Conflictos familiares y herencia

En una escena de una película de Woody Allen, un padre estupefacto y airado, ante la confesión de las convicciones políticas de su hijo contrarias a las suyas, reclamaba a voz en grito que alguien le acercase su testamento y una goma de borrar

MARTA GONZÁLEZ PAJUELOSocia del Departamento de Procesal de Garrigues

Semejante escena no podría producirse en nuestro Derecho común (sí en alguno foral), en el que rige un sistema de derecho sucesorio en el que los hijos 'siempre' heredan necesariamente una parte, aunque sea mínima, de los bienes de sus padres.

El fallecimiento del ser humano es, de momento, una eventualidad inevitable, por lo que el conocimiento que, en mayor o menor medida de las cuestiones jurídicas sucesorias se hace extensivo a personas legas en derecho, en muchas ocasiones necesita ser acompañado de un cierto asesoramiento jurídico, especialmente cuando las dudas surgen en una situación de conflicto familiar. Es por ello por lo que los abogados recibimos recurrentemente consultas al respecto que, como casi todo en derecho, reciben una u otra respuesta dependiendo del caso concreto.

Así, entre las más habituales, se encuentra la posibilidad de que un testamento prive, pese a la disposición legal contraria, a un hijo o varios, de recibir bienes de sus padres. Se trata de las «causas de desheredación» que se reconocen como válidas en nuestro derecho sucesorio, si bien con un doble carácter restrictivo: son causas expresamente tasadas por el Código Civil y que, además, deben ser claramente expresadas en el testamento.

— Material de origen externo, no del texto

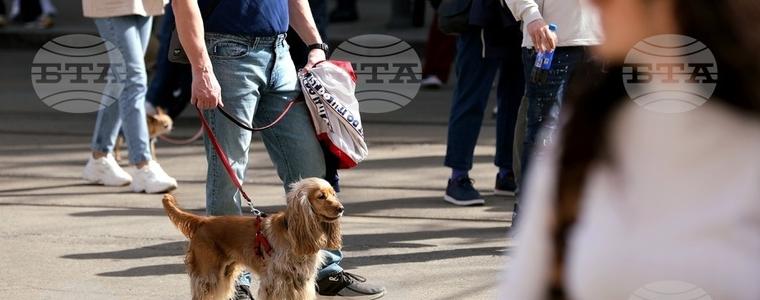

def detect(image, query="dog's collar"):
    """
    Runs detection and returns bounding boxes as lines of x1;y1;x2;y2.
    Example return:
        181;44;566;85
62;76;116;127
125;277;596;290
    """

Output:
253;216;272;259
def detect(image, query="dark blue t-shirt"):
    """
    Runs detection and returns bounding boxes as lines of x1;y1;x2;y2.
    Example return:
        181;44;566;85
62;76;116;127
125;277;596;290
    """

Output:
198;0;289;36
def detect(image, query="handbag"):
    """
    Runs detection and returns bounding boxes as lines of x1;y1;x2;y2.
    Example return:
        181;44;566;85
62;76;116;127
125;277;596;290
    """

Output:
438;0;472;35
167;0;221;65
298;60;368;169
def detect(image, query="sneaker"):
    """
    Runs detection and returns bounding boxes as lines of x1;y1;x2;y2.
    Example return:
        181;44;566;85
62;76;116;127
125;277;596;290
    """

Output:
230;284;255;300
420;75;443;89
443;176;486;206
82;153;132;186
131;160;177;194
317;272;385;300
493;174;517;196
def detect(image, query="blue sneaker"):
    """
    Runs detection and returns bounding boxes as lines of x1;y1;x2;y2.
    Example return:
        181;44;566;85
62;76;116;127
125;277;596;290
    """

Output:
443;176;486;206
493;173;517;196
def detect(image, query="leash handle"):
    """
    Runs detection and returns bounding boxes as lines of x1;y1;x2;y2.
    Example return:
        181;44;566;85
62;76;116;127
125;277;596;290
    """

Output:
216;96;301;132
193;106;261;210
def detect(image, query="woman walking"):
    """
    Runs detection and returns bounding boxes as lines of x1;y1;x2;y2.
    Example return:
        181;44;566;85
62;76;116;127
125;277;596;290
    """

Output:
83;0;177;193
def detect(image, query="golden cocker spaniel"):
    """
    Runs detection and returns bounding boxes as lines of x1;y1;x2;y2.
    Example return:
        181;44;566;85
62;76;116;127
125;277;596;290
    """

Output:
163;178;343;300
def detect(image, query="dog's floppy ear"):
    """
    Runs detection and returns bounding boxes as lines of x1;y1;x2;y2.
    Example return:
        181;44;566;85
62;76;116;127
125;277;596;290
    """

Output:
322;221;343;250
286;184;323;255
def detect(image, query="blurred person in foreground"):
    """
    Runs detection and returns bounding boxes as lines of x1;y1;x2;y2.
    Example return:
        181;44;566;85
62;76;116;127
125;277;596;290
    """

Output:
500;0;760;300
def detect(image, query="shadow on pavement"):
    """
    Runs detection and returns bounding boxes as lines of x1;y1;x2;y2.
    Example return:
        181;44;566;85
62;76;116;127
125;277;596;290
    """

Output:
97;264;185;277
342;247;510;267
61;241;187;260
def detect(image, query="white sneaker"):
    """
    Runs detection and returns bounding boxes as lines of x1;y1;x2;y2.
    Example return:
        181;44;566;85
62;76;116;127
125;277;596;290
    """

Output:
130;160;177;194
82;153;132;186
420;75;443;89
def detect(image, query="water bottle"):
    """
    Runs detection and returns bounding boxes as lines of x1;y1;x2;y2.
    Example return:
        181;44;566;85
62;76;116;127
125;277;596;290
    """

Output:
530;23;557;83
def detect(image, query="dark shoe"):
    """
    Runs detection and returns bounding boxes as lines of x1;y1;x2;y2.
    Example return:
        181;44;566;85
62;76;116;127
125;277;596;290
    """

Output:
230;284;254;300
493;174;517;196
317;272;385;300
443;176;486;206
330;9;359;23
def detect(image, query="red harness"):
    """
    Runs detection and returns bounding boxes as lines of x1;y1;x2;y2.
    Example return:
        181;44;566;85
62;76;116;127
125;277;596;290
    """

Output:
195;106;276;258
253;216;272;258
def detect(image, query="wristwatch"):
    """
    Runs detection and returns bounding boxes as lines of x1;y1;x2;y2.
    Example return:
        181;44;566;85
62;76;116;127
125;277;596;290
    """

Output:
309;43;330;54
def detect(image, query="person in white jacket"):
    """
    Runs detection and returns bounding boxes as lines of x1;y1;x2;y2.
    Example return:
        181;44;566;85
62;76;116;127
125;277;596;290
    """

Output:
499;0;760;300
504;0;602;197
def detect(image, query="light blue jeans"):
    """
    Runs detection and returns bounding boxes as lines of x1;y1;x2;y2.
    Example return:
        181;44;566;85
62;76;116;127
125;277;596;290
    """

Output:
91;15;152;164
205;33;343;284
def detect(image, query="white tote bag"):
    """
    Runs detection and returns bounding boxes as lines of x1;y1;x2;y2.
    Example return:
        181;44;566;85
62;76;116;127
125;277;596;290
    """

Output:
298;61;368;169
82;0;169;18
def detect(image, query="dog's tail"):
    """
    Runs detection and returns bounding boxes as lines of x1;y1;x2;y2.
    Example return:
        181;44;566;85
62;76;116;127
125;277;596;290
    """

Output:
162;194;205;239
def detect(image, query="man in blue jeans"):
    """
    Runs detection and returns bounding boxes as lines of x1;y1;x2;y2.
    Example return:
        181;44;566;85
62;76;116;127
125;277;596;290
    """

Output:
172;0;385;299
443;0;525;206
505;0;602;223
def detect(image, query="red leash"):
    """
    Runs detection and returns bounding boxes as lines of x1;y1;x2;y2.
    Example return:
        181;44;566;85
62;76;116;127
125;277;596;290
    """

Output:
195;106;274;257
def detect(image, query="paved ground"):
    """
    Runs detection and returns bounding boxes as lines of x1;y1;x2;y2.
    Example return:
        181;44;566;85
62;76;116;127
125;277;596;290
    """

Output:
0;1;513;299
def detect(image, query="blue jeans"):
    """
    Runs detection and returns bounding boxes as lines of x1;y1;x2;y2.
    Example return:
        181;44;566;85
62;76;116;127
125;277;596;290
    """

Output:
520;47;586;178
205;33;342;284
92;15;152;164
145;5;193;119
444;31;525;170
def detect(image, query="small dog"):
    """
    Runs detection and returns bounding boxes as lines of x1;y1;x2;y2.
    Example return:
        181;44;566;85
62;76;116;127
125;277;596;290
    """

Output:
113;107;174;161
163;178;344;300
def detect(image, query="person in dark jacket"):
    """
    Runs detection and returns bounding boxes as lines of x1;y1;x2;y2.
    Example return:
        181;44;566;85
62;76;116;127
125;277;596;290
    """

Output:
444;0;525;206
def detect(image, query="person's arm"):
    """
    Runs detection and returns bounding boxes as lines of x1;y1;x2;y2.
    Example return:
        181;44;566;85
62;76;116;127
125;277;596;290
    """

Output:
504;0;562;51
288;0;327;70
172;0;224;109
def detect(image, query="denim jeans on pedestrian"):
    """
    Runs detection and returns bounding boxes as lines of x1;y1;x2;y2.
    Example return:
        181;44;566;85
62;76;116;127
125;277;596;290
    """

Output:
444;30;525;170
520;47;586;178
145;5;193;119
204;33;342;284
92;15;152;164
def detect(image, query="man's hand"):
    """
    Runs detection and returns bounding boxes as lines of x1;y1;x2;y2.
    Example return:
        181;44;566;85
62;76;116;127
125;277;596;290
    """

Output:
190;65;224;109
303;49;327;71
527;19;557;52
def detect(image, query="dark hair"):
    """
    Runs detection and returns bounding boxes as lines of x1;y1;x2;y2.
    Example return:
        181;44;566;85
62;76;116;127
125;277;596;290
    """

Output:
547;0;760;299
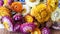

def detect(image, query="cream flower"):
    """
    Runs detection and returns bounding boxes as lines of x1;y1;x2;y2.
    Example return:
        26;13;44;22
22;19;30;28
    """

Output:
25;0;40;7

«Un testamento puede privar, pese a disposición legal contraria, a un hijo o varios, de recibir bienes de sus padres»

Otra consulta, también muy recurrente, es la que resulta de aquellos testamentos en los que, planteándose un procedimiento judicial por algunos de los herederos forzosos, el testamento contiene la cautela socini, esto es, la previsión de que aquel heredero que no respete la distribución de bienes de la herencia y, por lo tanto, interponga demanda judicial, verá reducida su parte en ella únicamente a la estricta legítima (en la proporción que le corresponda según concurra o no con más herederos forzosos), que es lo que nuestro sistema reconoce como mínimo a determinadas personas, salvo que concurriera causa de desheredación. En estos casos, existe la creencia general de que por el mero hecho de que uno de los herederos acuda a los tribunales, este verá reducida su participación en la herencia, a modo de 'penalización'.

No obstante, los abogados debemos aclarar ante dichas consultas cuál es la verdadera interpretación que debe darse a dicha cautela, y que ya se encargó de fijar de una manera muy detallada el Tribunal Supremo en su sentencia de 17 de enero de 2014.

«Otra consulta recurrente tiene que ver con la cautela socini»

Así, no basta con que un heredero demande la distribución de bienes para que se vea castigado con esa reducción, sino que habrá que estar a los motivos de su impugnación. De tal manera que si estos no residen en la distribución querida por el testador, sino únicamente en cuestiones jurídicas más propias de la partición (por ejemplo, porque no se hayan incluido determinados bienes, porque no se haya practicado previamente la preceptiva liquidación de gananciales, etc.), no aplicará esa cautela y el heredero demandante no se verá perjudicado por el hecho de haber acudido a los tribunales. Una vez más habrá que estar al caso concreto.